NewsWire: Wide-open Oscar Race Pushing the Envelope - The Hollywood Reporter

The pursuit of a gold talisman can be exciting, exhilarating, exhausting and ... corrupting. That, of course, is one of the morals of The Lord of the Rings: The Fellowship of the Ring, with 13 nominations, the most-nominated film heading into Sunday's 74th Annual Academy Awards. But it could also serve as an epitaph for this year's rough-and-tumble Oscar race, one of the most unpredictable contests in recent memory.

Here is an excerpt from Gregg Kilday's article:


With an early Christmas present in the form of Golden Globe nominations from the Hollywood Foreign Press Assn., two potential front-runners finally emerged. Mind -- whose inclusion on the list was not so surprising -- and Rings, which had overcome more than a few odds to win over critics and audiences alike.

Easily the riskiest business proposition among the five best picture nominees, director Peter Jackson's adaptation of the J.R.R. Tolkien classic -- the first installment in a back-to-back-to-back trilogy -- Rings, by virtue of its cinematic ambition, has overcome much of the Academy's resistance to cinematic fantasy. But whether it can go all the way Sunday night is quite another question.

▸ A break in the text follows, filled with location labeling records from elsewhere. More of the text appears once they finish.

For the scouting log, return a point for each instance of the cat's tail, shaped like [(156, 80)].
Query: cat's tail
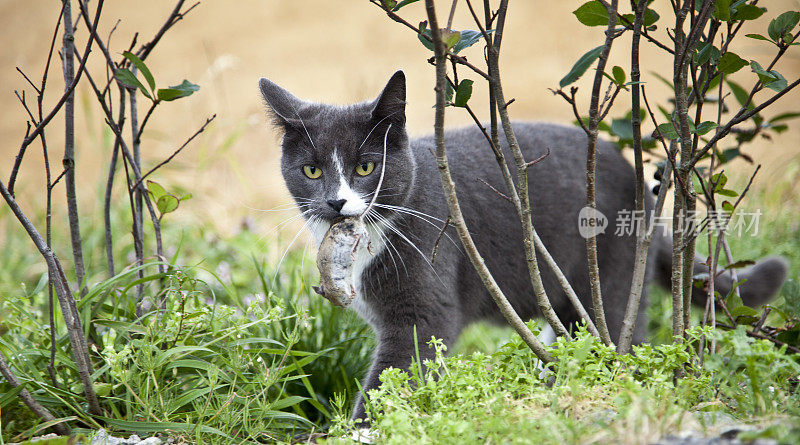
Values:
[(761, 281)]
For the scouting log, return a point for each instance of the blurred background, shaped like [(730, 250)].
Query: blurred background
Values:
[(339, 52)]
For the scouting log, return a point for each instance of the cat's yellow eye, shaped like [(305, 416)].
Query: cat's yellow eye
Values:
[(365, 168), (312, 172)]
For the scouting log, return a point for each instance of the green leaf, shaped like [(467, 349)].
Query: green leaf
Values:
[(137, 62), (745, 315), (186, 88), (450, 37), (668, 131), (581, 66), (127, 78), (757, 37), (155, 189), (779, 84), (705, 127), (739, 93), (468, 38), (592, 13), (726, 192), (727, 206), (720, 179), (728, 155), (722, 10), (167, 203), (650, 17), (783, 25), (771, 79), (403, 3), (747, 12), (730, 63), (622, 128), (619, 75), (463, 92), (448, 92)]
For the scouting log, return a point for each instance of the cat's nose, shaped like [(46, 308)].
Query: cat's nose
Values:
[(337, 204)]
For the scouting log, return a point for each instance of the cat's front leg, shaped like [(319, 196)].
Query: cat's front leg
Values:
[(396, 346)]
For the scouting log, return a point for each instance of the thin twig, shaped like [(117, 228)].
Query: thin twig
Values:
[(81, 68), (452, 200), (175, 153), (28, 399)]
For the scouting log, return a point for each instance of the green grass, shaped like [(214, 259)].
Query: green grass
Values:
[(247, 353)]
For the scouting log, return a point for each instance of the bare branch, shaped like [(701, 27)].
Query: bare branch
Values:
[(175, 153), (452, 200), (28, 399), (67, 93)]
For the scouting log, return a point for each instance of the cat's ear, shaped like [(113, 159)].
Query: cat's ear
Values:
[(283, 105), (391, 104)]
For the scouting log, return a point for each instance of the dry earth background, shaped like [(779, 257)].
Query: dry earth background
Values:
[(337, 51)]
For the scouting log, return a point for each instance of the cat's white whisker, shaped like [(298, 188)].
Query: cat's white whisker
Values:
[(371, 220), (286, 251), (399, 233)]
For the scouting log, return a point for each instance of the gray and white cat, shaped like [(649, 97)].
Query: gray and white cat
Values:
[(331, 162)]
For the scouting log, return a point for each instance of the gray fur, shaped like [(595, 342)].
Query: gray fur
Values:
[(400, 289)]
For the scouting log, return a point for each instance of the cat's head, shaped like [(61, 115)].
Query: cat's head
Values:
[(332, 156)]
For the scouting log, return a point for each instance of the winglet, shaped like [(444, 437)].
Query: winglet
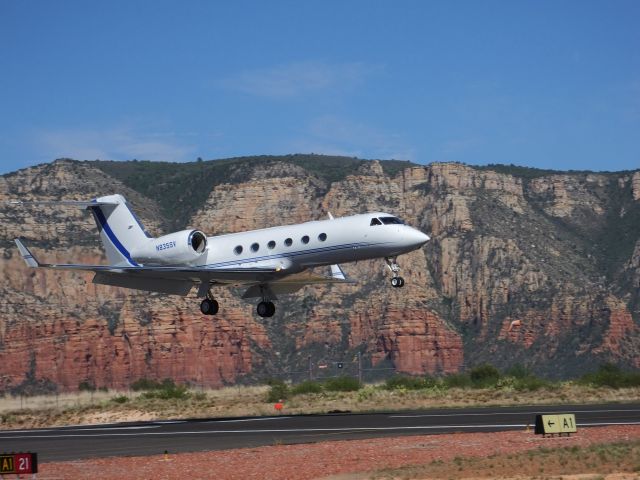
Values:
[(27, 256)]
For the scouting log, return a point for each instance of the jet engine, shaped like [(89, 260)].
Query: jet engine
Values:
[(185, 247)]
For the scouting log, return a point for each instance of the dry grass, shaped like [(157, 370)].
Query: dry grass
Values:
[(593, 462), (103, 407)]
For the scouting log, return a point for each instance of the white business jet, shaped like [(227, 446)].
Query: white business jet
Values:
[(269, 261)]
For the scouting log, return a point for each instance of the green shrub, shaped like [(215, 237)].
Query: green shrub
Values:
[(278, 391), (403, 382), (456, 380), (518, 371), (609, 375), (342, 384), (199, 396), (530, 383), (86, 386), (306, 387), (485, 375), (145, 384), (168, 391)]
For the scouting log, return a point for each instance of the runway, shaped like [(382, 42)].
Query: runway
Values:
[(152, 438)]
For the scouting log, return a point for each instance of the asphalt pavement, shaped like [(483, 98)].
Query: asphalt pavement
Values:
[(149, 438)]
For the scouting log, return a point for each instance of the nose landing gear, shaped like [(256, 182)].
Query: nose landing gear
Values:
[(209, 306), (396, 280), (265, 308)]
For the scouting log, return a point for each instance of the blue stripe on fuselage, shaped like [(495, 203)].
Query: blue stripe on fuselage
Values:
[(347, 246), (107, 229)]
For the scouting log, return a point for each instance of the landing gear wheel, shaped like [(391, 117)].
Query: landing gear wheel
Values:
[(266, 309), (209, 307)]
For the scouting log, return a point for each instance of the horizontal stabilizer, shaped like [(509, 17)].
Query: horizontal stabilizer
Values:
[(71, 203)]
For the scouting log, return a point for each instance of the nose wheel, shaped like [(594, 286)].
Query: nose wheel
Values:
[(266, 309), (396, 280), (209, 306)]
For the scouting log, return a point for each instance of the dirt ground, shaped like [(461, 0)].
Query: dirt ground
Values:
[(461, 455)]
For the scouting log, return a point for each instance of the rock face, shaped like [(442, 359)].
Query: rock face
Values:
[(558, 254)]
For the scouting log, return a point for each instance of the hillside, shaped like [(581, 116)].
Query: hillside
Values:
[(558, 251)]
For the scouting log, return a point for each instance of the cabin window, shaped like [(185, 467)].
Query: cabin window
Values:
[(391, 221)]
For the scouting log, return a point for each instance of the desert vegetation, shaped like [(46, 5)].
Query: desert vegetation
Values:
[(483, 385)]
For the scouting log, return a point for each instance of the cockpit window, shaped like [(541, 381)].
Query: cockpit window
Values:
[(391, 221)]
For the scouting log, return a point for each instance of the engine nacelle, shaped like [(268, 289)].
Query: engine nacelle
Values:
[(183, 247)]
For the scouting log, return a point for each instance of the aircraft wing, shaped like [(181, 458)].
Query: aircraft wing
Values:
[(181, 279)]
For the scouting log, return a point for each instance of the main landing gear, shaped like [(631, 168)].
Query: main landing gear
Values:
[(209, 306), (396, 280), (266, 309)]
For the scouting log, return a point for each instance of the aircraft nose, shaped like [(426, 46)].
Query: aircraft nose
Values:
[(417, 238)]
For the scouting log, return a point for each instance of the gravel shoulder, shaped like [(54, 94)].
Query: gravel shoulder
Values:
[(373, 458)]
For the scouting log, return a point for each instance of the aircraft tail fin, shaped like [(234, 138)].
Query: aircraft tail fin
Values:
[(120, 229), (26, 254), (337, 273)]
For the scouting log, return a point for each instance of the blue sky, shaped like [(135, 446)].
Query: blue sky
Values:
[(549, 84)]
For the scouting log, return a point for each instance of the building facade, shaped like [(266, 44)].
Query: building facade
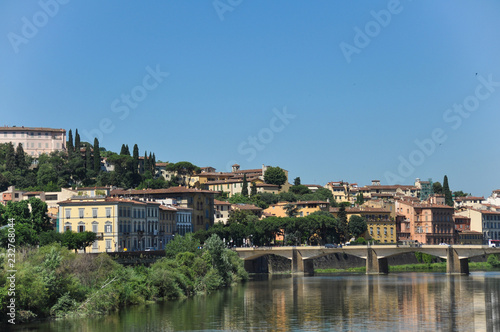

Rings already appears likely to be the Star Wars of its generation. Nearly 25 years ago, when George Lucas' Star Wars burst onto the scene, it captured 10 nominations. Like Rings, it earned noms for best pic, best director and even a best supporting actor -- Alec Guinness in the case of Star Wars, Ian McKellen in the case of Rings. But Star Wars had to settle for six technical Oscars as well as a special award for its sound effects. In 1978, Annie Hall took home best picture honors.